Macaulay v. Gonzales

181 F. App'x 395
CourtCourt of Appeals for the Fifth Circuit
DecidedMay 10, 2006
Docket05-60621
StatusUnpublished

This text of 181 F. App'x 395 (Macaulay v. Gonzales) is published on Counsel Stack Legal Research, covering Court of Appeals for the Fifth Circuit primary law. Counsel Stack provides free access to over 12 million legal documents including statutes, case law, regulations, and constitutions.

Bluebook
Macaulay v. Gonzales, 181 F. App'x 395 (5th Cir. 2006).

Opinion

PER CURIAM: *

Benji Macaulay petitions for review of the Board of Immigration Appeals’ (BIA) denial of a motion to reconsider its affirmance of the Immigration Judge’s (IJ) order that he be removed to Nigeria. Macaulay challenges whether, under INA § 241(b)(2)(E), 8 U.S.C. § 1231(b)(2)(E), the IJ could designate Nigeria as his country of removal, when his citizenship and nationality status are not properly documented.

Macaulay has no passport, birth certificate, or other documents to verify his citizenship. He claims to have been born in the United States, but his first known residence was in England, where he was adopted by a Nigerian couple. He later became a ward of the English foster-care system until, as a teenager, he ran away to Paris, France. He spent several years in western Europe, during which time he claimed Nigerian citizenship to obtain cash benefits granted by the German government to Nigerian asylum-seekers.
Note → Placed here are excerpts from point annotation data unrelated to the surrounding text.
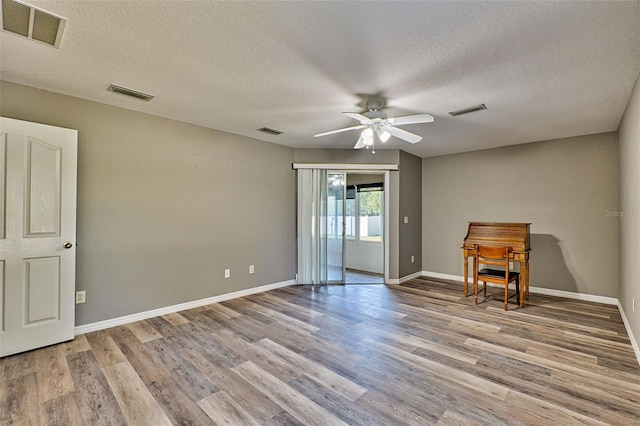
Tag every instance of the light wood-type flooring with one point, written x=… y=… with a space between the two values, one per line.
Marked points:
x=417 y=353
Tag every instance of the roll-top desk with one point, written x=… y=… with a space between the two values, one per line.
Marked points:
x=500 y=234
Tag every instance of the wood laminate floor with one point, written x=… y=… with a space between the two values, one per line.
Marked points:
x=416 y=353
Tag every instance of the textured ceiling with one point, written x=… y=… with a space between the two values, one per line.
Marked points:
x=545 y=70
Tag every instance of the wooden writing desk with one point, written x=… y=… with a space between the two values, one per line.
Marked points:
x=500 y=234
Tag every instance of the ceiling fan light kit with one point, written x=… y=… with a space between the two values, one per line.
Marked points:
x=376 y=123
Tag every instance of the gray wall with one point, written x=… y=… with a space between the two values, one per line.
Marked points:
x=564 y=187
x=164 y=207
x=397 y=244
x=629 y=175
x=410 y=207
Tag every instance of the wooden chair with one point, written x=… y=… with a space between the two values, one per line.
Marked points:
x=497 y=272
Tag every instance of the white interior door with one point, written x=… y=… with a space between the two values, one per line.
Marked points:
x=38 y=165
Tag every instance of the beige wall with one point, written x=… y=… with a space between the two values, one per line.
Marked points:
x=629 y=175
x=410 y=234
x=164 y=207
x=563 y=187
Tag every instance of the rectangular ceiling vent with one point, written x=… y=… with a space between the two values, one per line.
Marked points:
x=33 y=23
x=469 y=110
x=270 y=131
x=130 y=92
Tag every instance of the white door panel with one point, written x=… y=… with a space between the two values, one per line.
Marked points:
x=39 y=198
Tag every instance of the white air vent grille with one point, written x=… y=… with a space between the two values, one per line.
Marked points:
x=28 y=21
x=469 y=110
x=130 y=92
x=270 y=131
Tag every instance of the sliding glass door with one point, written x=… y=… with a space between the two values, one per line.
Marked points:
x=321 y=201
x=336 y=197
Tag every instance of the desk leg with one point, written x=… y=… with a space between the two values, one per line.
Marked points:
x=527 y=277
x=524 y=282
x=466 y=280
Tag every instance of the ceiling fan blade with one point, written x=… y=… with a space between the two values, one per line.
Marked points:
x=361 y=118
x=411 y=119
x=361 y=126
x=403 y=134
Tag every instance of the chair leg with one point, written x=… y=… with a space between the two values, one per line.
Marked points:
x=506 y=295
x=475 y=290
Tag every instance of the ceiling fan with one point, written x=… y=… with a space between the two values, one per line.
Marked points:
x=375 y=122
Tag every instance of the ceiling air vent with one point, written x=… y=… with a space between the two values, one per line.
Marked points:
x=28 y=21
x=130 y=92
x=270 y=131
x=469 y=110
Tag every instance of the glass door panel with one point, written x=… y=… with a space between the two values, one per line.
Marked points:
x=336 y=194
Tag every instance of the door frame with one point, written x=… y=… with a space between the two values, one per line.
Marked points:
x=383 y=169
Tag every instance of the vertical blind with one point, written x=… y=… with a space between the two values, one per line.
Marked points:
x=312 y=226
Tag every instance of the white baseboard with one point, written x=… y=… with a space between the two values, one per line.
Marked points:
x=565 y=294
x=101 y=325
x=537 y=290
x=405 y=279
x=634 y=342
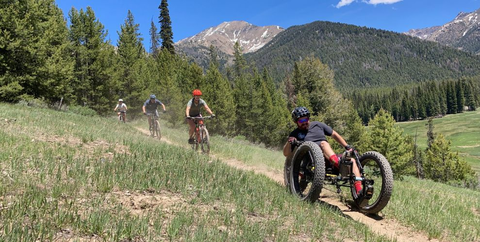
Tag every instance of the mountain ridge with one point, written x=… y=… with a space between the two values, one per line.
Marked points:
x=463 y=32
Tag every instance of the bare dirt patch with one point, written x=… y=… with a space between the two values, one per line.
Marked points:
x=380 y=225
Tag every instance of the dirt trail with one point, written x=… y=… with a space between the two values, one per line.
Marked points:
x=382 y=226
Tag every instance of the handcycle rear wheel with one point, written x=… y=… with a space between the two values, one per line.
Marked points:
x=307 y=172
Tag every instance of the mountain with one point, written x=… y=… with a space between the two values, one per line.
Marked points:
x=224 y=37
x=462 y=33
x=364 y=57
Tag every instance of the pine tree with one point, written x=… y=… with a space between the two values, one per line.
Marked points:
x=451 y=98
x=459 y=89
x=277 y=115
x=93 y=56
x=131 y=55
x=35 y=61
x=166 y=33
x=443 y=165
x=469 y=96
x=154 y=40
x=389 y=140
Macaulay entered the United States around 1990 (apparently using a false passport) and committed credit-card fraud and other identity-theft crimes. Following his incarceration for these crimes, the former Immigration and Nationalization Service (INS) began proceedings to remove him from the United States. (Macaulay has used nearly two dozen aliases and has claimed various birth dates, places of birth, social security numbers, and drivers license numbers.)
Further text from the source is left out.